Beethoven: Piano Sonatas: Moonlight, Waldstein, Opus 110 in A-flat

Eugene Istomin
(Reference Recordings RR-69CD)

Finally a title that doesn't pair the "Moonlight" with the "Appassionata!" For a working musical definition of "forward momentum," there's no better example than Istomin's relentless attack on the Waldstein sonata's first movement. The trick, of course, is holding back, of giving the illusion of cumulative force, and Istomin is not as delicately shaded in the legato sections as some others, but the overall effect is thrilling. This is an autumnal release from the hands that supported Isaac Stern and Leonard Rose in the great trio recordings from the 1960's, and its might is a little baffling; it makes you wonder why Istomin hasn't been a bigger presence on the concert scene given his interpretive strengths. The tempo of the coda to the third movement is beautifully resigned in a way that shakes up a few assumptions about aging. The Opus 110, that sprawling meditation on music, piano playing and the nature of sound itself, is revelatory, and about as good as late Beethoven gets.

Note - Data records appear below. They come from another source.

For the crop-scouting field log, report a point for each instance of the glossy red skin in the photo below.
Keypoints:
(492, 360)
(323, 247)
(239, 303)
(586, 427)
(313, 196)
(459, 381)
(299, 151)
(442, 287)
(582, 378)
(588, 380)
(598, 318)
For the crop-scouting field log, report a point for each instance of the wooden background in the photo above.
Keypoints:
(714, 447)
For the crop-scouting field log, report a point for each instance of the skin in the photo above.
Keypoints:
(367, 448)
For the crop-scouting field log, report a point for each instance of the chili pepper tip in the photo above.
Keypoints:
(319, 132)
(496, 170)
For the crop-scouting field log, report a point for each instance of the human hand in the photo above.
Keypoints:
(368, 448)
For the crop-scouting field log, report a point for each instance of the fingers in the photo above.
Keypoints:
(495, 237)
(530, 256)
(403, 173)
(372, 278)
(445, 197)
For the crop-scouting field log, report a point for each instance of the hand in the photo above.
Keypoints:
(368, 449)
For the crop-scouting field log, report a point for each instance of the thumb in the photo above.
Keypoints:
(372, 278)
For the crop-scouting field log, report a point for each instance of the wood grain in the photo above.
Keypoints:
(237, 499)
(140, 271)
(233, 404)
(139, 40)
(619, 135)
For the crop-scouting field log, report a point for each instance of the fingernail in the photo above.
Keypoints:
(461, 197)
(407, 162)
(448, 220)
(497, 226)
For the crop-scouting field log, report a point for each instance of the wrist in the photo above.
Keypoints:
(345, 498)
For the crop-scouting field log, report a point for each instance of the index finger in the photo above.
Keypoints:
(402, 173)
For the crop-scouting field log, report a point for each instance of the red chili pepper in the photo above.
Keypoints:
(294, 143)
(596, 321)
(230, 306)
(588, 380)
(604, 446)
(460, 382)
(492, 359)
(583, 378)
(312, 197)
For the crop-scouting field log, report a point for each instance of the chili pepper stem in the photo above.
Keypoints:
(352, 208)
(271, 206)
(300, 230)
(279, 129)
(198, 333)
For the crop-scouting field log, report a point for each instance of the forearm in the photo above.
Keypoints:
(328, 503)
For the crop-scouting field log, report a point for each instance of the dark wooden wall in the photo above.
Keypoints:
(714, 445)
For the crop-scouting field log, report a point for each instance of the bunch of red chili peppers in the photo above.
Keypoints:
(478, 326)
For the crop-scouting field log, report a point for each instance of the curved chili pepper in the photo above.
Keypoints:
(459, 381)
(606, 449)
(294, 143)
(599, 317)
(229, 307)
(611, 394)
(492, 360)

Schubert: Complete Piano Sonatas Impromptus and Moment Musiceaux

Andras Schiff,
(London 440 305-2 through 440 310-2) and (London D 173681)

His technically polished and often fussy excursions into Bach behind him (check out the French Suites, London 433 313-2), the intrepid Hungarian moved on to the classical. His piano writing bridges the tension between late classical and romantic in an entirely different way than Beethoven's; instead of breaking all the rules, he sounds like a romantic who's gone back to sonata-form school. Schubert treats his structures affectionately; his coy transitions, supernatural developments, modest recapitulations are virtually nostalgic. With so many precious moments in these pieces, the best approach is to give the surface the sheen it deserves and let the poetic understatement spring forth where it will. Schiff, the most tonally imaginative pianist around, gives technically forboding exercises like the third Impromptu in G-flat major a discreet balance of voices with just the right wistfulness. Technically, this guy's a poet.

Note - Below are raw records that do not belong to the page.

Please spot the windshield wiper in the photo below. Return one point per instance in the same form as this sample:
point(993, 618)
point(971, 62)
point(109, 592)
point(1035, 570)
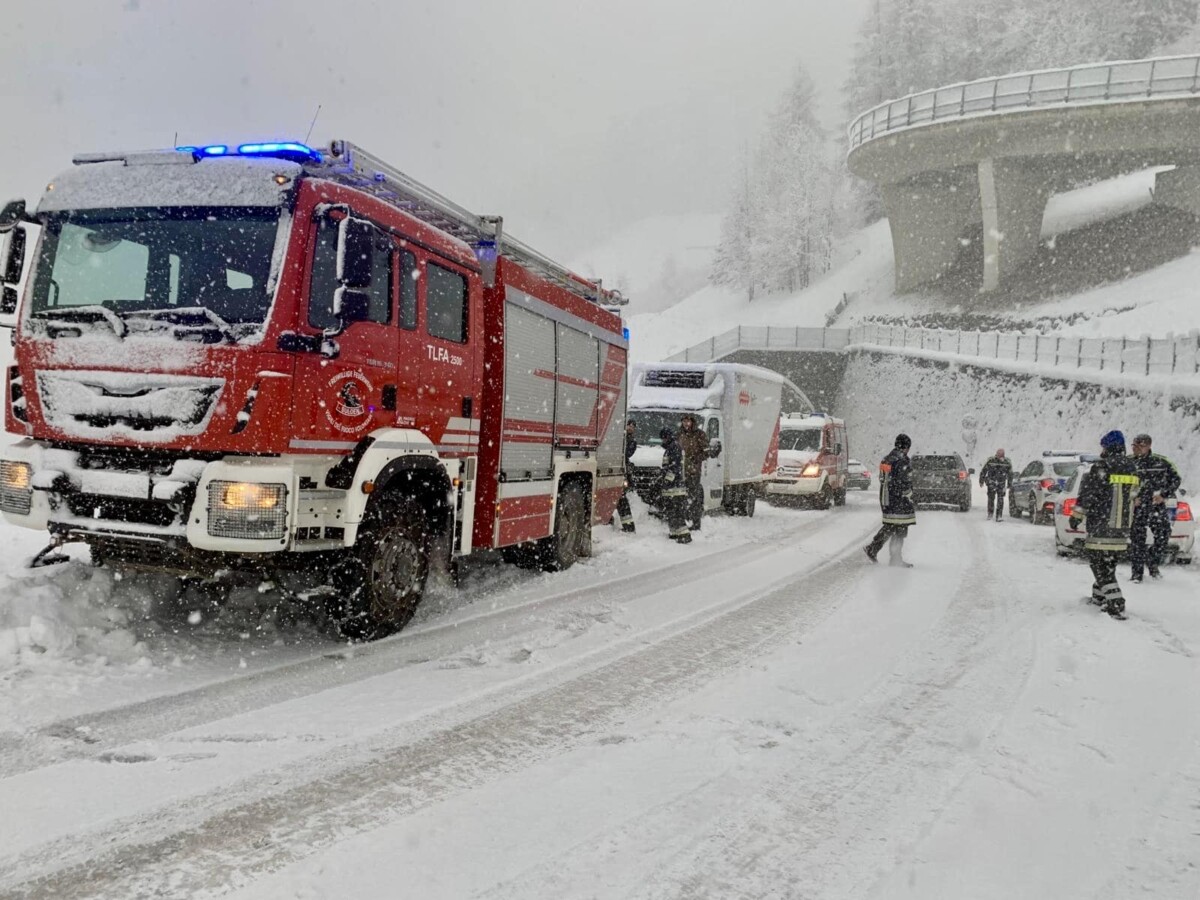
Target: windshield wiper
point(88, 313)
point(187, 316)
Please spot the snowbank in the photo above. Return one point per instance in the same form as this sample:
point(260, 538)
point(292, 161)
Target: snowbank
point(885, 394)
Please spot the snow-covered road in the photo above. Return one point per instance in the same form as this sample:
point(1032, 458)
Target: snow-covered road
point(760, 714)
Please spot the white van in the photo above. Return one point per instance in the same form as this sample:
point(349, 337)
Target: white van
point(737, 406)
point(814, 461)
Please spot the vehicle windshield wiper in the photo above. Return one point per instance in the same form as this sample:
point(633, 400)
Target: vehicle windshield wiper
point(87, 313)
point(187, 316)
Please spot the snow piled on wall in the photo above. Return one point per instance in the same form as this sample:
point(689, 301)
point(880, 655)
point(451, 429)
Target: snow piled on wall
point(885, 394)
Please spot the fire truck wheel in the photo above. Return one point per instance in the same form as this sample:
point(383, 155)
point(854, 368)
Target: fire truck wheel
point(383, 582)
point(565, 545)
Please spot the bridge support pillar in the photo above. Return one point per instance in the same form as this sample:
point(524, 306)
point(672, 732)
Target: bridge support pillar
point(928, 216)
point(1013, 196)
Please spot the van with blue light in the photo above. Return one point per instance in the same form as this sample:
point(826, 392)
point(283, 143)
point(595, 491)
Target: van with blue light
point(270, 361)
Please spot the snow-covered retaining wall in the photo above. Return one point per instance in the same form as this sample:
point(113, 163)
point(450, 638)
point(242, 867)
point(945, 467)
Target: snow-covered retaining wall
point(930, 397)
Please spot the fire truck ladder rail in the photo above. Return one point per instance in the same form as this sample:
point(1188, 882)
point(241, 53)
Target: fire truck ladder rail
point(358, 168)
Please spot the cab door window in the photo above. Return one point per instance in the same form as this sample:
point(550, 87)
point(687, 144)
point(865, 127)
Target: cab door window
point(407, 275)
point(324, 279)
point(445, 304)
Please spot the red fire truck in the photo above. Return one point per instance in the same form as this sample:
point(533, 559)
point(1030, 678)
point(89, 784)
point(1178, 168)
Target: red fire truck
point(270, 358)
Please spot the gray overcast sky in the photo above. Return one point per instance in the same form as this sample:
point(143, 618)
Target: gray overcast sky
point(569, 118)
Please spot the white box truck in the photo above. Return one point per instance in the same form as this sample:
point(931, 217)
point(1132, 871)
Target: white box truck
point(738, 407)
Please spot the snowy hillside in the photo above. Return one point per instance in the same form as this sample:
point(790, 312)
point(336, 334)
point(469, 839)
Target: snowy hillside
point(1156, 301)
point(655, 262)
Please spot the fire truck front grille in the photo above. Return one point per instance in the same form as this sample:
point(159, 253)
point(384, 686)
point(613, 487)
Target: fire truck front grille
point(120, 509)
point(93, 405)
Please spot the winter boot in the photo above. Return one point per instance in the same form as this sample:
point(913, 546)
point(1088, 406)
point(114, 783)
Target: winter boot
point(895, 553)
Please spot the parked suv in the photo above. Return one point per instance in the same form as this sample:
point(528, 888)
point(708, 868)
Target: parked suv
point(941, 478)
point(1069, 541)
point(1038, 486)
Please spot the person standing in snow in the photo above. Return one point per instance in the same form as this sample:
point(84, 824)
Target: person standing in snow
point(673, 496)
point(1105, 504)
point(694, 444)
point(997, 475)
point(895, 501)
point(623, 510)
point(1159, 481)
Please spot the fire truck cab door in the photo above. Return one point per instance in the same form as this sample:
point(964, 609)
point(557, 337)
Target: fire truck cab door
point(449, 327)
point(343, 397)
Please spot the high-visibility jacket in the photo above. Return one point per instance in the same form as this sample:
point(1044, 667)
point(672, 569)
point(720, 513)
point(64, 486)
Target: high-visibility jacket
point(895, 489)
point(1158, 477)
point(1105, 502)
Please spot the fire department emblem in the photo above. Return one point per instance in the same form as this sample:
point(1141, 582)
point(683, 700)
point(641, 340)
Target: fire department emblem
point(346, 401)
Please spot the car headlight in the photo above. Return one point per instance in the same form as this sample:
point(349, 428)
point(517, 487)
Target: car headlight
point(247, 510)
point(16, 486)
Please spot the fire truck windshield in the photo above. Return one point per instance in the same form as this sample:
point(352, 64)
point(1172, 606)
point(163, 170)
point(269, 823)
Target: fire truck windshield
point(148, 268)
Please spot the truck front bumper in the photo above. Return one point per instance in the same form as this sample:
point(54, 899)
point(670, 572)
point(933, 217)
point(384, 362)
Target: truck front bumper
point(234, 505)
point(796, 486)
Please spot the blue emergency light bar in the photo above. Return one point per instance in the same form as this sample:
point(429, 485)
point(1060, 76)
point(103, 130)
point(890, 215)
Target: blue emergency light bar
point(288, 150)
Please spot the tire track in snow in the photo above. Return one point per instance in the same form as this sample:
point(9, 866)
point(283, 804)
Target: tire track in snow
point(91, 735)
point(228, 849)
point(831, 828)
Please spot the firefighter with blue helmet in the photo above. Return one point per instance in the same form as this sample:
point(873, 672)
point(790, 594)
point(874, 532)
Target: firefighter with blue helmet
point(1107, 504)
point(673, 496)
point(1159, 481)
point(897, 504)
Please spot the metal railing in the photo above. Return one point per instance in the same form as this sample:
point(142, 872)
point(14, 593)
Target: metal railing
point(1091, 83)
point(1176, 355)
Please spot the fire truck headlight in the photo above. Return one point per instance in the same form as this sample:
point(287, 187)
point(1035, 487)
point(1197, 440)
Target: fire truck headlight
point(16, 491)
point(247, 510)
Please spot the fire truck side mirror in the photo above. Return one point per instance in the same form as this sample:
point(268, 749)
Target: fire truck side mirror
point(355, 245)
point(12, 264)
point(12, 215)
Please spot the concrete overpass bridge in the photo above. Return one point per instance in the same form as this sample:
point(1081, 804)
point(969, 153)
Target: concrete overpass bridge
point(991, 153)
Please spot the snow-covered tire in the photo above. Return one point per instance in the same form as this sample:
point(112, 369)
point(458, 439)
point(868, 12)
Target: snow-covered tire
point(382, 581)
point(559, 551)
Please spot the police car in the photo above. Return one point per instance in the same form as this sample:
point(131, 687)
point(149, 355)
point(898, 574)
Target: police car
point(1037, 487)
point(1069, 541)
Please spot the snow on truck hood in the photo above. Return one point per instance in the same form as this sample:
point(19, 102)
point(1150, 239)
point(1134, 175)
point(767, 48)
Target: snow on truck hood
point(647, 456)
point(651, 397)
point(797, 457)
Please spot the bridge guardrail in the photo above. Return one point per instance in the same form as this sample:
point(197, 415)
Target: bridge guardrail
point(1090, 83)
point(1171, 355)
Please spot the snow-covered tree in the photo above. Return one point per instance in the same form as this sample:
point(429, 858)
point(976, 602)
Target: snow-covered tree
point(779, 232)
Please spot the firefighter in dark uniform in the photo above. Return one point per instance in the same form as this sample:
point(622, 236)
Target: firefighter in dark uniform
point(997, 475)
point(895, 499)
point(1105, 504)
point(673, 496)
point(695, 450)
point(1159, 481)
point(623, 510)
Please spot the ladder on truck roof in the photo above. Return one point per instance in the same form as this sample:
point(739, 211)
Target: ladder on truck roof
point(353, 166)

Richard Einhorn: Voices of Light

Anonymous 4
(Sony SK 62006)

Inspired by Carl Dreyer's silent film "The Passion of Joan of Arc" (1928), composer/record producer Einhorn has come up with an unlikely fusion, a kind of contemporary Medievalism. The texts combine ancient writings of female medieval mystics with those of Joan herself, "the transvestite witch who became a saint" (to quote the liner notes). As the female Christ figure, Joan has always made for great material. But this is one setting for period instruments and voices (supplied by the women of vocal group Anonymous 4) that you don't have to be a historian to find intriguing. Conductor Steven Mercurio displays a reverence for calm and quiet here, urging strong, linear tones sung without vibrato. But there's also a huge range of dynamics, from solo murmurs to chorus-wide tuttis, and the feelings range from naivete to metaphysical dread. Just what you'd expect from a saint who still seduces filmmakers, feminists, gays, poets and composers alike.

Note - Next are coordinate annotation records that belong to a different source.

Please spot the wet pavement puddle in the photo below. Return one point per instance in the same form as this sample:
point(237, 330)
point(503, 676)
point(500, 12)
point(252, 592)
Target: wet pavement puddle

Schubert: Quintet, Opus 114 (The Trout),

with the Arpeggione sonata and Die Forelle
Emmanuel Ax, Pamela Frank, Rebecca Young, Yo-Yo Ma, Edgar Meyer
(Sony 61964)

This superstar ensemble pits vets against youth: old hands Emmanuel Ax and Yo-Yo Ma pair up with Pamela Frank, a violinist whose tone is a scintillating match for Ma's, violist Rebecca Young, whose descant harmonies are fluid and gracious, and bassist Edgar Meyer, who knows whereof he bows. Tempos are appropriately fleet, and smart attention is paid to the pert dotted rhythms, ensemble attacks and cut-offs, and the pleasures of trading off ornaments. These kids ought to stick together. (Also included is Barbara Bonney's lithe take on "Die Forelle," the song around which the fourth movement builds its variations -- listen, and appreciate, how deftly Schubert stole from himself.)

By Tim Riley

Tim Riley is a music commentator for Public Radio International's "The World."